The decision of the district court is affirmed.


1.   Appellants do not attempt to justify the seizure of the trailers based on the July 3 warrant.   It is clear that the Fourth Amendment does not “countenance open-ended warrants, to be completed while a search is being conducted and items seized or after the seizure has been carried out.”  Lo-Ji Sales, 442 U.S. at 325, 99 S.Ct. 2319.

2.   Fourth Amendment protection extends to the seizure of property in furtherance of tax law enforcement when the property in question is situated on private premises.  G.M. Leasing Corp. v. United States, 429 U.S. 338, 354-59, 97 S.Ct. 619, 50 L.Ed.2d 530 (1977).
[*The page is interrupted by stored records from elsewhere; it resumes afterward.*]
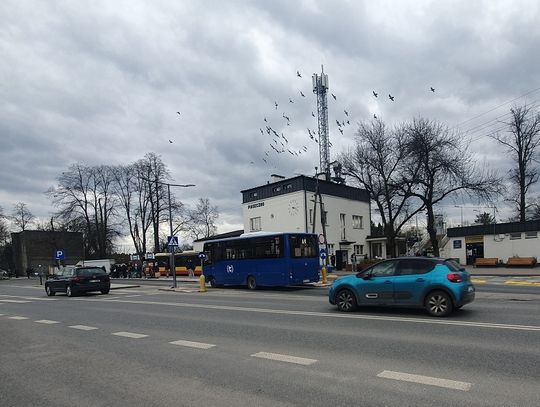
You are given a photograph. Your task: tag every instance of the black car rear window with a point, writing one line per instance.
(89, 272)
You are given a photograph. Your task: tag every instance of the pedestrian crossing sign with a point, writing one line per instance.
(172, 241)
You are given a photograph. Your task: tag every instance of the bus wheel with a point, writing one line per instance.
(252, 283)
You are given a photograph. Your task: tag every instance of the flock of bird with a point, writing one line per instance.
(279, 144)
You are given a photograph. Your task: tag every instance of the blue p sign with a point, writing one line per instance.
(59, 255)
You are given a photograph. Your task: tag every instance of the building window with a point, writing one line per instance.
(358, 222)
(255, 224)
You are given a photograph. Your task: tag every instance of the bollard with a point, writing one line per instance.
(202, 284)
(324, 275)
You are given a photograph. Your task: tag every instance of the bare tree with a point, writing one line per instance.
(201, 220)
(21, 215)
(446, 168)
(376, 164)
(521, 141)
(86, 202)
(4, 230)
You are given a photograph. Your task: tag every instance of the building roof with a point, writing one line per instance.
(303, 183)
(495, 229)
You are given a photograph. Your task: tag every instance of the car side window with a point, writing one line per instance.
(409, 267)
(384, 269)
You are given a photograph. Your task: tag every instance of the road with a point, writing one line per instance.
(283, 347)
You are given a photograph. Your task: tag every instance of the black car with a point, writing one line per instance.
(73, 281)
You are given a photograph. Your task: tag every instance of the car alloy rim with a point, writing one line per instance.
(345, 301)
(438, 304)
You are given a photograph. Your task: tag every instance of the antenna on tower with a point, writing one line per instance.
(320, 88)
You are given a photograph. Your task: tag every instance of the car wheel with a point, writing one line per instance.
(346, 300)
(252, 283)
(439, 304)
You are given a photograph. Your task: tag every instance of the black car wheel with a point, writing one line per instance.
(252, 283)
(346, 300)
(49, 291)
(439, 304)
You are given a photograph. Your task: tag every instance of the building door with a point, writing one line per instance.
(474, 246)
(341, 259)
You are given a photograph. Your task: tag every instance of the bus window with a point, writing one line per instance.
(303, 246)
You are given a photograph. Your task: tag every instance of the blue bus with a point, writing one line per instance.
(263, 259)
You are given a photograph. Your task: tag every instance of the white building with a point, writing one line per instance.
(501, 241)
(288, 205)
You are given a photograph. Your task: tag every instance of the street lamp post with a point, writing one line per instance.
(172, 249)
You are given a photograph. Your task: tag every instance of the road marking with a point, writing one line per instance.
(431, 381)
(284, 358)
(130, 335)
(83, 327)
(522, 283)
(330, 315)
(189, 344)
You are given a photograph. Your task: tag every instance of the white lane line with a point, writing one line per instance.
(431, 381)
(130, 335)
(198, 345)
(284, 358)
(83, 327)
(329, 315)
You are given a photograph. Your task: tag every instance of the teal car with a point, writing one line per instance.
(438, 285)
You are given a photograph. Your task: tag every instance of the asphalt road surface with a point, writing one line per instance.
(231, 347)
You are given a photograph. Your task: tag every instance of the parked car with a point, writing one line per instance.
(438, 285)
(73, 281)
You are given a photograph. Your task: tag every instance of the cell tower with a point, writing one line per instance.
(320, 88)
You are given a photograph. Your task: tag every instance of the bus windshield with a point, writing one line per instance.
(303, 246)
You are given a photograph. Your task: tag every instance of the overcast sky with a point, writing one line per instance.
(100, 82)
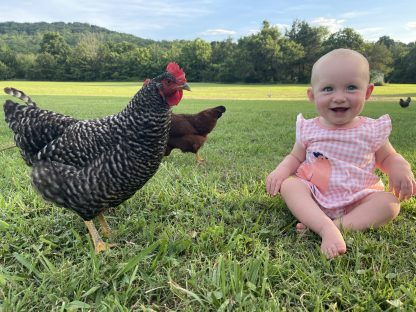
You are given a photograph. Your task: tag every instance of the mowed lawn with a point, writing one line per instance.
(201, 237)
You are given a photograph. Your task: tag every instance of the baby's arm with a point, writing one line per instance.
(286, 168)
(401, 179)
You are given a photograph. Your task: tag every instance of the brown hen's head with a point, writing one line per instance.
(172, 84)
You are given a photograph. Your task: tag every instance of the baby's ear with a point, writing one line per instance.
(370, 89)
(311, 96)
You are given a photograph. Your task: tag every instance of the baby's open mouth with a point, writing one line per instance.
(339, 109)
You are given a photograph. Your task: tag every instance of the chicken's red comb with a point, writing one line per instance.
(176, 71)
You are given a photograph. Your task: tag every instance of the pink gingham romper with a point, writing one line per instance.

3.   This court expressly stated in Hessel that the plain view “doctrine leaves unsolved the problem of items seen during the search but not incriminating on their face.”  Hessel, 977 F.2d at 302.   The Hessel panel upheld the seizure of items that were not incriminating on their face based on the fact that the items were covered under a reasonable construction of the warrant at issue.   Appellants do not argue that the trailers were covered under the May 2 warrant.

HARLINGTON WOOD, Jr., Circuit Judge.